A farsa do “rouba, mas faz”

Por João Geraldo Lopes Gonçalves

“Depois de uma longa investigação, localizamos uma parte da famosa ‘caixinha’ do ex-governador de São Paulo Adhemar de Barros, enriquecido por anos e anos de corrupção. Conseguimos US$ 2,5 milhões. Esse dinheiro, roubado do povo, a ele será devolvido”. Estas declarações foram dadas à imprensa em 1969 pelo então capitão do Exército Brasileiro, Carlos Lamarca, já na clandestinidade e caçado pelo regime militar.

Lamarca foi uma das lideranças da Vanguarda Armada Revolucionária Palmares – Var Palmares -, que entre várias ações de guerrilha urbana contra a ditadura, executou um dos assaltos mais bem sucedidos da História.

Corria a boca pequena, que o então governador de São Paulo Adhemar de Barros mantinha uma amante no Rio de Janeiro, Ana Guimol Benchimol Capriglione.
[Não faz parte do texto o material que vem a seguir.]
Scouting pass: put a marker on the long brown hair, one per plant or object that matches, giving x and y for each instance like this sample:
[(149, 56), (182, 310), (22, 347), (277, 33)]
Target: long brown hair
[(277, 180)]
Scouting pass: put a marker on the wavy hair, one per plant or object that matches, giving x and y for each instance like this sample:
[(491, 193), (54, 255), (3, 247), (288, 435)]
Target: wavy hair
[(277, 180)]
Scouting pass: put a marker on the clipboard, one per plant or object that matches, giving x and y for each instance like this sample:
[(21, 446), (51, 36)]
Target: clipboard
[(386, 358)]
A senhora em questão, muito conhecida nas rodas das altas sociedades cariocas, tinha um codinome dado pelo próprio Adhemar – Dr. Rui – para justificar as idas e vindas do governador aos cariocas.

Mas mais do que um álibi (falso) para justificar um caso extraconjugal, corria na Central de Boatos que Adhemar guardava na casa desta senhora em um cofre, dinheiro fruto de ações ilegais e corruptas com dinheiro e patrimônio público. Tempos depois descobriu-se que o famigerado político mantinha oito cofres escondidos, com grana decorrida de atos nada republicanos.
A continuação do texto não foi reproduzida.